Why “The Sky Hasn’t Fallen Yet” is a Bad Standard for Judging Policy Choices
by Nick Schwellenbach, 10/10/2013
There are many who are downplaying concerns about the October 17 deadline for approving a routine measure that allows the U.S. to manage its finances and pay the bills it already owes. Without approving an increase in the debt ceiling, it will be difficult for the U.S. federal government to pay its bills on time – likely leading to default. Because of the central role these regular payments play in the U.S. and global financial system, many experts say a default on U.S. debt, even it is for a short period of time and only on some bills, could create negative economic effects. Some believe it could be quite bad and could throw the U.S. economy and others back into a recession. The Treasury Department last week stated, “default would be unprecedented and has the potential to be catastrophic: credit markets could freeze, the value of the dollar could plummet, and U.S. interest rates could skyrocket, potentially resulting in a financial crisis and recession that could echo the events of 2008 or worse.”
Yet some, especially conservatives, are taking another tack and are stating it would not be a big deal, dismissing the opinions of financial experts and economists.
Mike Konczal, a fellow with the Roosevelt Institute, interviewed conservatives at some of the main right-leaning think tanks in D.C. Michael Strain of the business-oriented American Enterprise Institute said he thought a default would be bad. But he also had this insightful comment:
When I do interviews with right-wing media there does seem to be a story that goes like this: they said the sequester would be horrible and the sky didn’t fall, they said that the government shutdown would be horrible, and the sky didn’t fall, and now they are saying going through the debt ceiling date would be horrible and why would we believe them this time?

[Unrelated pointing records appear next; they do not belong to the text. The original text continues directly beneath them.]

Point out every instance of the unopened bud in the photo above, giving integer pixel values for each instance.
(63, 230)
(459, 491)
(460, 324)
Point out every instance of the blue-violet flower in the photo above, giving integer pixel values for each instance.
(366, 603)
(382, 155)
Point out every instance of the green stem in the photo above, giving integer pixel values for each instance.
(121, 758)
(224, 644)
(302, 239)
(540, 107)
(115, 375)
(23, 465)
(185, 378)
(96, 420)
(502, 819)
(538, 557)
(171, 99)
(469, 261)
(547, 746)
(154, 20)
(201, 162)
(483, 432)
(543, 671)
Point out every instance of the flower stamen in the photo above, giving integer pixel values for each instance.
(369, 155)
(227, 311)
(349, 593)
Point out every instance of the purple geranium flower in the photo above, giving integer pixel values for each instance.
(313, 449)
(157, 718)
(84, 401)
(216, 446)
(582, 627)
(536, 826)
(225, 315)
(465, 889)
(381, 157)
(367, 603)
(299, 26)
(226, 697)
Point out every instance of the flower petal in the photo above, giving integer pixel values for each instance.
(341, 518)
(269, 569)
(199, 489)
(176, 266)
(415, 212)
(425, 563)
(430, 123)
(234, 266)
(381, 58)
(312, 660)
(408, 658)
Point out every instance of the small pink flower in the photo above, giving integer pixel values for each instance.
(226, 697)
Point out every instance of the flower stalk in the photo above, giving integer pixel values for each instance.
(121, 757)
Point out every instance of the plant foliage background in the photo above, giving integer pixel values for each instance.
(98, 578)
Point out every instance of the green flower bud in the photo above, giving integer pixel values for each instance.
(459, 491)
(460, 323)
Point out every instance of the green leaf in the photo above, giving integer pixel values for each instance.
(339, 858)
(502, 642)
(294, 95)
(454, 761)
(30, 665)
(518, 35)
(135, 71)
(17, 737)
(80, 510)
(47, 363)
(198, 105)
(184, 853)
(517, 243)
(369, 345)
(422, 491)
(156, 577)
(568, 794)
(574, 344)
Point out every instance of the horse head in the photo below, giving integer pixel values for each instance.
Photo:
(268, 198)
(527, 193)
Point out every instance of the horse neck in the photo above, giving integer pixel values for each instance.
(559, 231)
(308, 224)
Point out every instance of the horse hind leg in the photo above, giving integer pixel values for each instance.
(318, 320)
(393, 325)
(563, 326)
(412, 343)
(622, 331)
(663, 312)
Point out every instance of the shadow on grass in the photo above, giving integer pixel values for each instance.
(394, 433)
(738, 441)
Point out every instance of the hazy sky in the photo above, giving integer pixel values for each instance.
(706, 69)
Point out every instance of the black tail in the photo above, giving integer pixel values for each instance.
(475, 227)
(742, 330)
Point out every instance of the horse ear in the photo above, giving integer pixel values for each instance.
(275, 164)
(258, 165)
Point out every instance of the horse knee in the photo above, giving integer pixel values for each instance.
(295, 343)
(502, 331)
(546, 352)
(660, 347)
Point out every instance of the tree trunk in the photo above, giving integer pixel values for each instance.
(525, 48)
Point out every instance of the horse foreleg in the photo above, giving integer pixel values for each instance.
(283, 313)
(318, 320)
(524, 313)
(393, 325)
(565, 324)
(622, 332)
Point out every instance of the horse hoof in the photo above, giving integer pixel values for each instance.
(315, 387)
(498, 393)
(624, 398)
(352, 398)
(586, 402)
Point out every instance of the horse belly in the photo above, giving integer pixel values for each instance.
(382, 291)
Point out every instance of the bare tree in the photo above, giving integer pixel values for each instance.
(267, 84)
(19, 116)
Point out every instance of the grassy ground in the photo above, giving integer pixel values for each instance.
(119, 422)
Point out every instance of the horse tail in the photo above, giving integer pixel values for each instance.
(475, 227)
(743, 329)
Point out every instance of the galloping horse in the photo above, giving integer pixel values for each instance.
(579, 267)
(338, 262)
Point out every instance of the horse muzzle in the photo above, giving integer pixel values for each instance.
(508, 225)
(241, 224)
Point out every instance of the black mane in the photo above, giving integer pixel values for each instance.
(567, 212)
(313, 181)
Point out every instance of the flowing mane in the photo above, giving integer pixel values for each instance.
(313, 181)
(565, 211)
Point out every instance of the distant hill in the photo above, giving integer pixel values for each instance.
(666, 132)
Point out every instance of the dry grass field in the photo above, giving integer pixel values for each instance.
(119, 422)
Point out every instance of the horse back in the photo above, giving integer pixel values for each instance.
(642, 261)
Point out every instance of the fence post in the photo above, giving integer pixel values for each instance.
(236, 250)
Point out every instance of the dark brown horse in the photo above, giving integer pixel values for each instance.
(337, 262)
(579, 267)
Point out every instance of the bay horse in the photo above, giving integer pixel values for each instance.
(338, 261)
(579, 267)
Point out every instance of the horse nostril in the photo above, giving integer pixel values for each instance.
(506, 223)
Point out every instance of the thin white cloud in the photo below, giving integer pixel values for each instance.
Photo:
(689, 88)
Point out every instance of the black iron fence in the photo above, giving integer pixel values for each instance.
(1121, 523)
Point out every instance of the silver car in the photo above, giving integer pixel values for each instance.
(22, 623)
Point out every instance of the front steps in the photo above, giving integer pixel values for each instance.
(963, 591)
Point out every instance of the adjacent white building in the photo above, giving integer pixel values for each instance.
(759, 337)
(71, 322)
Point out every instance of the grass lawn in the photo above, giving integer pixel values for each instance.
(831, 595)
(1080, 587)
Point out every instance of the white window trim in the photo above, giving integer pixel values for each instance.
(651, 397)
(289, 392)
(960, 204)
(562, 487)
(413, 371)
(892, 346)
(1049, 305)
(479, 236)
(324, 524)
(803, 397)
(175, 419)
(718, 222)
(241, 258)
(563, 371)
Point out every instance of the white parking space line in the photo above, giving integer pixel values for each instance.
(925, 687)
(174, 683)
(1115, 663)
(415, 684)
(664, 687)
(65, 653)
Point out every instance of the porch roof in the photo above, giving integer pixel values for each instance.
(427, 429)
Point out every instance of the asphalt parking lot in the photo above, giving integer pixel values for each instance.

Even if a default is not apocalyptic, that does not mean it would be a good thing. As with sequestration and the government shutdown, the federal government worked to soften the worst blows. Thus the worst case scenarios did not happen. However, just because the worst case scenarios did not arise does not mean Americans are getting good public policy; indeed, quite the opposite. Both the shutdown and sequestration have caused hardships, which will become more pronounced the longer they last. A default would have negative economic impacts; of course, if the ceiling is raised a few days after October 17 it will not be as bad as if a few weeks pass. Yet it would still be bad for the economy, which isn't exactly doing great these days. Unfortunately, people's expectations often lower as people adjust to the new normal. But we deserve far better.